Just yesterday I hit 415x5 with conventional and a month prior I got 405x5 (6 if you count one really ugly rep) with semi-sumo so just after a couple sessions it's as high or higher depending on how you wanna look at it as the semi-sumo. So much more power off the ground but I have to be really explosive from the start to get the lockout which is a change. Momentum seems to be a lot more important on this lift.
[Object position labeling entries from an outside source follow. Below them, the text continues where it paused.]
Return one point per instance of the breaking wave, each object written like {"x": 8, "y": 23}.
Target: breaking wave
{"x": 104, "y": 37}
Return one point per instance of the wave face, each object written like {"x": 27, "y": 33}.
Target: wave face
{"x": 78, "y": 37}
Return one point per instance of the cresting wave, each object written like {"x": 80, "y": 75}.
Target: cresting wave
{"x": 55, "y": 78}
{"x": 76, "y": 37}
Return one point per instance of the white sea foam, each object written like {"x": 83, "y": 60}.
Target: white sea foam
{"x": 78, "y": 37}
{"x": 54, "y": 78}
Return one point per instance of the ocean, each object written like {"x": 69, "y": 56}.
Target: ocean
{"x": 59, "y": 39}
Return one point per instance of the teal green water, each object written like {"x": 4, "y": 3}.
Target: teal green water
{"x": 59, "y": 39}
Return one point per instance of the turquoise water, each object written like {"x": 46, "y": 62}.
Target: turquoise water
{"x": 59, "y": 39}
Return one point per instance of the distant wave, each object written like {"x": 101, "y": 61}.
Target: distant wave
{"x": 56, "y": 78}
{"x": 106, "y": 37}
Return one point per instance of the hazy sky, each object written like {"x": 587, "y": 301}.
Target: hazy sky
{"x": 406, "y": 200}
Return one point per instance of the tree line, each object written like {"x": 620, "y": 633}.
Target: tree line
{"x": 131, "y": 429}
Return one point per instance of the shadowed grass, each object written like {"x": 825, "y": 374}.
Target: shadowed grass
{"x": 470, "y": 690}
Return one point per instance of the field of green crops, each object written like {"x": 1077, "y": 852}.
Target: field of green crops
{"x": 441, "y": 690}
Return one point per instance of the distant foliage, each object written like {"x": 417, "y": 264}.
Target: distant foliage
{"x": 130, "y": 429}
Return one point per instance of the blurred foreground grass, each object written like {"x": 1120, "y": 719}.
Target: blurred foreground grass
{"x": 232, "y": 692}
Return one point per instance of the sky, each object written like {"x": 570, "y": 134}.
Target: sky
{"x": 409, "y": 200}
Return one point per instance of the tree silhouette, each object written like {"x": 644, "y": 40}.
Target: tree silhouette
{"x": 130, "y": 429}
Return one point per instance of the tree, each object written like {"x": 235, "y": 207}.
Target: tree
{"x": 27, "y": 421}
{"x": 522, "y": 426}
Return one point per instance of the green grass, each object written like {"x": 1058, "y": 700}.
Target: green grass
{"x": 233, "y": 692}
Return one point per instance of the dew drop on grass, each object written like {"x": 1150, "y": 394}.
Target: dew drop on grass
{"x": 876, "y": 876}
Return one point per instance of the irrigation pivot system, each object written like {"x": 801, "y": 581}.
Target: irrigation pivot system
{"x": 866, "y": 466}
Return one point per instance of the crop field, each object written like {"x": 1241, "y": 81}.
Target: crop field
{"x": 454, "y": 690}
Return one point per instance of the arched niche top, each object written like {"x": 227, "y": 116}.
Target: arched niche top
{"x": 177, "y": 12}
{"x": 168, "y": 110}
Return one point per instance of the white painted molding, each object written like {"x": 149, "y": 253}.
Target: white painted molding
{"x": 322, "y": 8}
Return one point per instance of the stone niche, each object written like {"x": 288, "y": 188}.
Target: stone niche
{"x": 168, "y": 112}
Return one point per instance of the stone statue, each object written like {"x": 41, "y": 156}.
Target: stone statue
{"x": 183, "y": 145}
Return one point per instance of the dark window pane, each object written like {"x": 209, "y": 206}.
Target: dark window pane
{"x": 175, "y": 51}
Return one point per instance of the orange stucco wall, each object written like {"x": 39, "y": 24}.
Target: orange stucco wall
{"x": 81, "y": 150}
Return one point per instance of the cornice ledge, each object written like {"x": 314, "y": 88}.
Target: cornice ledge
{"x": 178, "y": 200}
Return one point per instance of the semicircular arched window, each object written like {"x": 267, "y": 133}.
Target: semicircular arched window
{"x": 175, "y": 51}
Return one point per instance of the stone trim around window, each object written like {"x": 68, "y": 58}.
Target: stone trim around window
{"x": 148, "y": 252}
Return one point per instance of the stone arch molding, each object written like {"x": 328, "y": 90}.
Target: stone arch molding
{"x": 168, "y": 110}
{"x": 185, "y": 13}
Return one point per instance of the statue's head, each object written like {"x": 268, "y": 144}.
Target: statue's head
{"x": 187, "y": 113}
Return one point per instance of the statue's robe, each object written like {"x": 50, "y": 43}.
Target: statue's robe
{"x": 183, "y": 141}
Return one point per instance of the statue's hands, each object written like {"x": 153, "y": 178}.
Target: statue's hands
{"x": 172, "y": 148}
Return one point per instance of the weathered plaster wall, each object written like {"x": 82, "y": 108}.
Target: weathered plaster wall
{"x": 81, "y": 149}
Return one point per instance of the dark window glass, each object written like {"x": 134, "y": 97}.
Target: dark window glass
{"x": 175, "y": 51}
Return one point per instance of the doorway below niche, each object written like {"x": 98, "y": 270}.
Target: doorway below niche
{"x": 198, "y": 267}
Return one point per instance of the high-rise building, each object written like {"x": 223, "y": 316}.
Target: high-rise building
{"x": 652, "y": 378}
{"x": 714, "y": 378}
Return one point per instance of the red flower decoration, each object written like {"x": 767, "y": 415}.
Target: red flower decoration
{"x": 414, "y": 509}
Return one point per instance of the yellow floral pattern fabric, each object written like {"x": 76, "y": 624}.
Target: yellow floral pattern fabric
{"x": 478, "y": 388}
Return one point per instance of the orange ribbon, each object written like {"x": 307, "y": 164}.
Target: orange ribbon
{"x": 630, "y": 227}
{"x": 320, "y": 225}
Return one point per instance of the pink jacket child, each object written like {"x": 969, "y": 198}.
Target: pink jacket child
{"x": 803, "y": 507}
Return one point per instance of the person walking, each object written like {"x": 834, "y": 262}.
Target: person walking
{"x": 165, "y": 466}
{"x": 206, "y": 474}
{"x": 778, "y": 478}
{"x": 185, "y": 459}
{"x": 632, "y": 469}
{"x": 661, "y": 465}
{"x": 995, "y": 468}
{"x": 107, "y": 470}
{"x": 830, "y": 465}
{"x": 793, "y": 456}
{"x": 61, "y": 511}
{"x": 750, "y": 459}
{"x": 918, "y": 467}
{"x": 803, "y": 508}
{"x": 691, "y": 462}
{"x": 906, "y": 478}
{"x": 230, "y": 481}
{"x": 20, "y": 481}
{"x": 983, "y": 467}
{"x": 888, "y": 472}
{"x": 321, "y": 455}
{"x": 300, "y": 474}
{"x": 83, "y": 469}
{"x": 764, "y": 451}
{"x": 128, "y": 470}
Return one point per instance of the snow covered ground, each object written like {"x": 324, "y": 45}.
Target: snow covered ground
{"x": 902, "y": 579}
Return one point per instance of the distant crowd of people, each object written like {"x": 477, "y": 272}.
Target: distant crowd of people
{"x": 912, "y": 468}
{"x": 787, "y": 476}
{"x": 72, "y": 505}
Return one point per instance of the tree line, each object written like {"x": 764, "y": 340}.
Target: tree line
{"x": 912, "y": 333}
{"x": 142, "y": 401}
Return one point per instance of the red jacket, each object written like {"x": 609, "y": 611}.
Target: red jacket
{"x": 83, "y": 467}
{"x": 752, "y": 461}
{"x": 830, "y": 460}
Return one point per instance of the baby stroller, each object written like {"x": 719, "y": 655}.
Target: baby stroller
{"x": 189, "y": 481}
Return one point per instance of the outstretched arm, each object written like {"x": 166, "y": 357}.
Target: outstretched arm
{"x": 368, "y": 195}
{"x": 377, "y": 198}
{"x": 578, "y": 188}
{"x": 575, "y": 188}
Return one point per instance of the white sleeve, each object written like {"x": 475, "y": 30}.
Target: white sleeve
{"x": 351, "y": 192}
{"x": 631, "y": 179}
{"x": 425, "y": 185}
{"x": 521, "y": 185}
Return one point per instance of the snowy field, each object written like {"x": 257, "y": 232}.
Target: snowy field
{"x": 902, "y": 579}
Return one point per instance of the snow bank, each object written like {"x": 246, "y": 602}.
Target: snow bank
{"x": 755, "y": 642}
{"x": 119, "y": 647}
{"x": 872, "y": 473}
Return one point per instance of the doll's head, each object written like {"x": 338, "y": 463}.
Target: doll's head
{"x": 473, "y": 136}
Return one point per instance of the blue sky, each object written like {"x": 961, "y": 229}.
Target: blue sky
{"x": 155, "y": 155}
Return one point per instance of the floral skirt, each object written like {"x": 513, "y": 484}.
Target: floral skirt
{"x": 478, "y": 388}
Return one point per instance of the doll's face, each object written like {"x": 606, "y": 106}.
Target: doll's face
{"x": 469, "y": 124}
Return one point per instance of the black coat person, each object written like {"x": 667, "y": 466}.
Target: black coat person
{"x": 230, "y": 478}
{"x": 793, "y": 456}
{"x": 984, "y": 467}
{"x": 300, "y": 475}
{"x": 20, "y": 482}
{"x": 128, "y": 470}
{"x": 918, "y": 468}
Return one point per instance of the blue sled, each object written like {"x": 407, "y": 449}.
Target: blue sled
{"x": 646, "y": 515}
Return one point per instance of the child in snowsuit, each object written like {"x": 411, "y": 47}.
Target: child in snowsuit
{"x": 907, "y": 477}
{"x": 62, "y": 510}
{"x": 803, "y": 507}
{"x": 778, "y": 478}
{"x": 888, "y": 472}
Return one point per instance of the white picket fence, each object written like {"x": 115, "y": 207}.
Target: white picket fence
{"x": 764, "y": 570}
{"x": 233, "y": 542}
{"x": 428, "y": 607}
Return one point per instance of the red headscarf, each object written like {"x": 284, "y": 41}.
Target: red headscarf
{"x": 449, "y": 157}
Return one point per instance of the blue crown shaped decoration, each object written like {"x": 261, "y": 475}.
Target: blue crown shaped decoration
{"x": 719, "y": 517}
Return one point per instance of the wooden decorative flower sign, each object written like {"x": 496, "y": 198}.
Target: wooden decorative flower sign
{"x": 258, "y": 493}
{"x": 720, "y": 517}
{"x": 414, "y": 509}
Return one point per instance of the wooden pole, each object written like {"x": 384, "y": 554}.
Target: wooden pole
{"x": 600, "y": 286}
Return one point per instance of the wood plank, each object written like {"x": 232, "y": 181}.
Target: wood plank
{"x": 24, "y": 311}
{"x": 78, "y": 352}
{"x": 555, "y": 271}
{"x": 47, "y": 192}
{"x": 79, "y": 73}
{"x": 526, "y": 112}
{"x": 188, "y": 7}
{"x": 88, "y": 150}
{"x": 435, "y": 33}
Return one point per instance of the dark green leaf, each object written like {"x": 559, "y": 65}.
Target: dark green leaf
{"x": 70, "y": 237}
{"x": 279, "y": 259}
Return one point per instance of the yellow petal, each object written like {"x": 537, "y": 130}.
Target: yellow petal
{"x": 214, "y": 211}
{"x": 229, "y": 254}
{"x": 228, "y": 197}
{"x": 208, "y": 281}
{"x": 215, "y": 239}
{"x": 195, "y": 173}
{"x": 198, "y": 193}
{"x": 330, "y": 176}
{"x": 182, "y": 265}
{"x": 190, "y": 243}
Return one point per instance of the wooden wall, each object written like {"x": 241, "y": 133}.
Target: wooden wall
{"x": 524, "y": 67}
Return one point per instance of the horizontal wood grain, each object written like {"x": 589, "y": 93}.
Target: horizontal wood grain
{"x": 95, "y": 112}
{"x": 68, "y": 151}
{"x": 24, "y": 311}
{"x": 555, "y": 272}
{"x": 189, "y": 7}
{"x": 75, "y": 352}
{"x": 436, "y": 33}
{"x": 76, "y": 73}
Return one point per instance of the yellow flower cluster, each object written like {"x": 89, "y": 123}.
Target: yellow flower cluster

I don't understand this belly bounce thing... Do you have to be a little fat for this to matter or is there a trick to this? I'm sucking in a ton of air into my belly standing over the bar and my hands over my head and pressing hard against the belt when I get into position but never felt anything that I could call a belly bounce.

For whatever it's worth, I have a short torso, long femurs, and long arms.


Hahaha... No, you don't really have to be a little fat. For reference I am 225 and 6 foot 2 and I can do it. The trick is to sit back so much that if the bar wasn't there you'd just fall over backward. This puts your shoulders directly over the bar and let's you pull back from the start, so no chance of shooting the hips and the bar getting out front. When I set up right 135 just pops off the floor from my set up (without even initiating the pull). So, maybe belly bounce is the wrong verbiage.


Ok, cool, so I was doing it but I just didn't know it. It seemed to me to be sitting back really hard till I start to feel a ton of tension in my body then the bar just seems to pop off the ground. I felt this with the sumo but not nearly as much and it seems to be a lot more important with the conventional for completing a clean and explosive rep.